Natanael y Ana White

Después que regresamos del viaje del este, se me mostró que estábamos en peligro de asumir cargas que Dios no exigía que lleváramos. Teníamos que hacer una parte en la causa de Dios, y no debíamos recargarnos aumentando nuestra familia para gratificar los deseos de algunos. Vi que con el propósito de salvar almas debemos estar dispuestos a llevar responsabilidades; y que debíamos abrir la puerta para que el hermano de mi esposo, Natanael, y su hermana Ana, vinieran a vivir con nosotros. Ambos eran inválidos, y sin embargo, les extendimos una cordial invitación para venir a nuestro hogar.
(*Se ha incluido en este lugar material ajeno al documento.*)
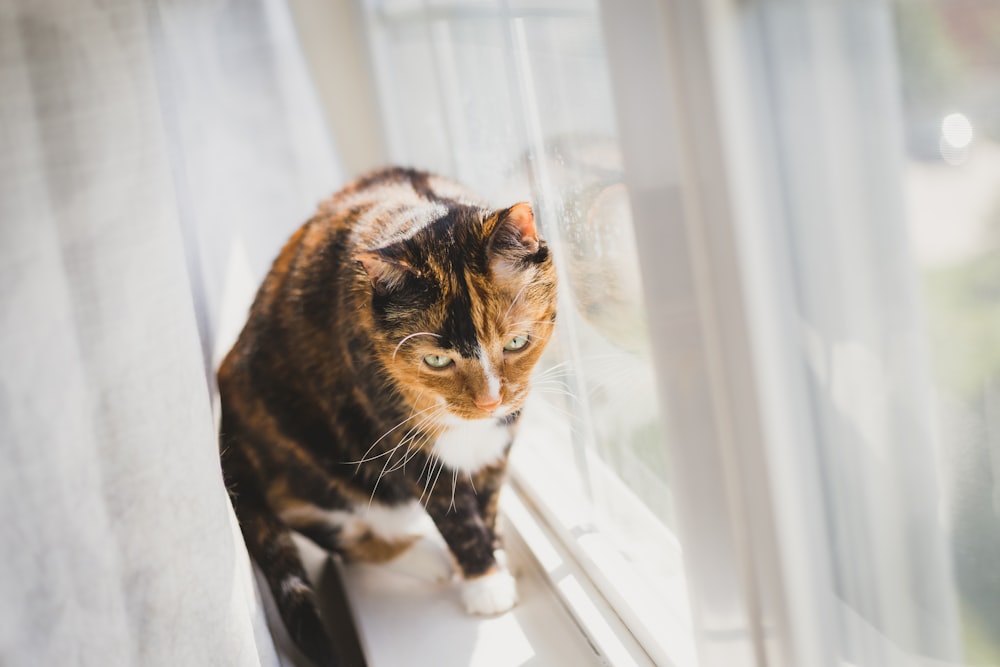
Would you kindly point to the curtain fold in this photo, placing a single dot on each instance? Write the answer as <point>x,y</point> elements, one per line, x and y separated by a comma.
<point>146,149</point>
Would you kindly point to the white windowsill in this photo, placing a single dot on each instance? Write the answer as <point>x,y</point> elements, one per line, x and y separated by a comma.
<point>559,620</point>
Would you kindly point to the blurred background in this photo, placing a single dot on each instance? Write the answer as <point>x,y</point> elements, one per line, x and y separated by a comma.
<point>771,420</point>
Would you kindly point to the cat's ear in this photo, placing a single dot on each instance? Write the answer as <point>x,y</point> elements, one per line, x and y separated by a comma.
<point>514,231</point>
<point>385,273</point>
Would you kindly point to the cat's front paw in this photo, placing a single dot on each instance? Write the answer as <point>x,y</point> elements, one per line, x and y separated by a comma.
<point>489,594</point>
<point>425,560</point>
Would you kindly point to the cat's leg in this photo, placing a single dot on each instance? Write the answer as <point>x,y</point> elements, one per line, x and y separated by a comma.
<point>487,586</point>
Ellos aceptaron la invitación.

Apenas vimos a Natanael, temimos que la tuberculosis lo llevara a la tumba. El color rojo propio de la tisis estaba ya en sus mejillas, y sin embargo esperábamos y orábamos que el Señor le salvara la vida, y que sus talentos fueran empleados en la causa de Dios. Pero el Señor vio bueno obrar de otra manera.
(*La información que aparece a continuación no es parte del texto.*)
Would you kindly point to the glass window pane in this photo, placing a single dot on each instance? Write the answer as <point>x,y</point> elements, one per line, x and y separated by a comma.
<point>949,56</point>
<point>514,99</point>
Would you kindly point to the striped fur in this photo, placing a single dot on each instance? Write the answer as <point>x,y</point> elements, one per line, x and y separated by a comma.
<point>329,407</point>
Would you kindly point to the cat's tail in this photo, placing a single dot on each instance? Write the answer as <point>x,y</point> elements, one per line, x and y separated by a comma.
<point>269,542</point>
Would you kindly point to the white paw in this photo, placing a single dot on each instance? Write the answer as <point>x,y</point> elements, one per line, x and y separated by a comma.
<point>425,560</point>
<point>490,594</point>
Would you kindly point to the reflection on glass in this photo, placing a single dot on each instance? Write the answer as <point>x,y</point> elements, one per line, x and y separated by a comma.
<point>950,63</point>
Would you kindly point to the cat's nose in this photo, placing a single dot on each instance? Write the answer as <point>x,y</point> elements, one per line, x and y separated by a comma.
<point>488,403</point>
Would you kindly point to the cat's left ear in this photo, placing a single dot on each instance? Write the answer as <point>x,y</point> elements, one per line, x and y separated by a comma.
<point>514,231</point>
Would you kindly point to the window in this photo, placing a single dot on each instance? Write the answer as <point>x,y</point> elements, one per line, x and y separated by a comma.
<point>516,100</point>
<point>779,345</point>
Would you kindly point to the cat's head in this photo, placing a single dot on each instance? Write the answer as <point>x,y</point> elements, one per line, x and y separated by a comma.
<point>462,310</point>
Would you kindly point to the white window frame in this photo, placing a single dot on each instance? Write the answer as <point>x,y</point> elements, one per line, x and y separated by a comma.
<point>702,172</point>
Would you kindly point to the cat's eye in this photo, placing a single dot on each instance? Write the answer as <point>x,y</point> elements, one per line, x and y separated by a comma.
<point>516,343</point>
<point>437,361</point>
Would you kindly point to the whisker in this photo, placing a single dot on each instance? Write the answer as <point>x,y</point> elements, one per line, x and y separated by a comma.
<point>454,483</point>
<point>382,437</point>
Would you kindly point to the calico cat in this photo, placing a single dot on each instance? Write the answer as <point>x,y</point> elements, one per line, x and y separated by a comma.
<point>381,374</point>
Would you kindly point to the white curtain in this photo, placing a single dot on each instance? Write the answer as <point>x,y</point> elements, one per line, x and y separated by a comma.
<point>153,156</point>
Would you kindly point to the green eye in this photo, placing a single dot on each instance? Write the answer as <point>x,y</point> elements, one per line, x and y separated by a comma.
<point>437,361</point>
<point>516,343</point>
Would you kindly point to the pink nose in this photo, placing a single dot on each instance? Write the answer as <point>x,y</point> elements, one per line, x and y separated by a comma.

Natanael y Ana aceptaron la verdad lentamente pero con mucha comprensión. Ponderaron las evidencias de nuestra posición, y en forma concienzuda se decidieron por la verdad. El 6 de mayo de 1853 le preparamos la cena a Natanael, pero pronto él dijo que se estaba desmayando, y que sabía que estaba por morir. Mandó a buscarme, y tan pronto como yo entré en la habitación, supe que se estaba muriendo. Le dije: "Querido Natanael, confía en Dios. El te ama, y tú lo amas a él. Confía en él como un hijo confía en sus padres. No te aflijas. El Señor no te abandonará". El contestó: "Sí, sí". Oramos, y él respondió: "Amén, ¡alabado sea el Señor!" No parecía sentir dolor, no gimió ni una sola vez, ni luchó, ni movió un músculo de su cara, sino que su respiración se fue haciendo más y más corta, hasta que cayó dormido, a los 22 años de edad.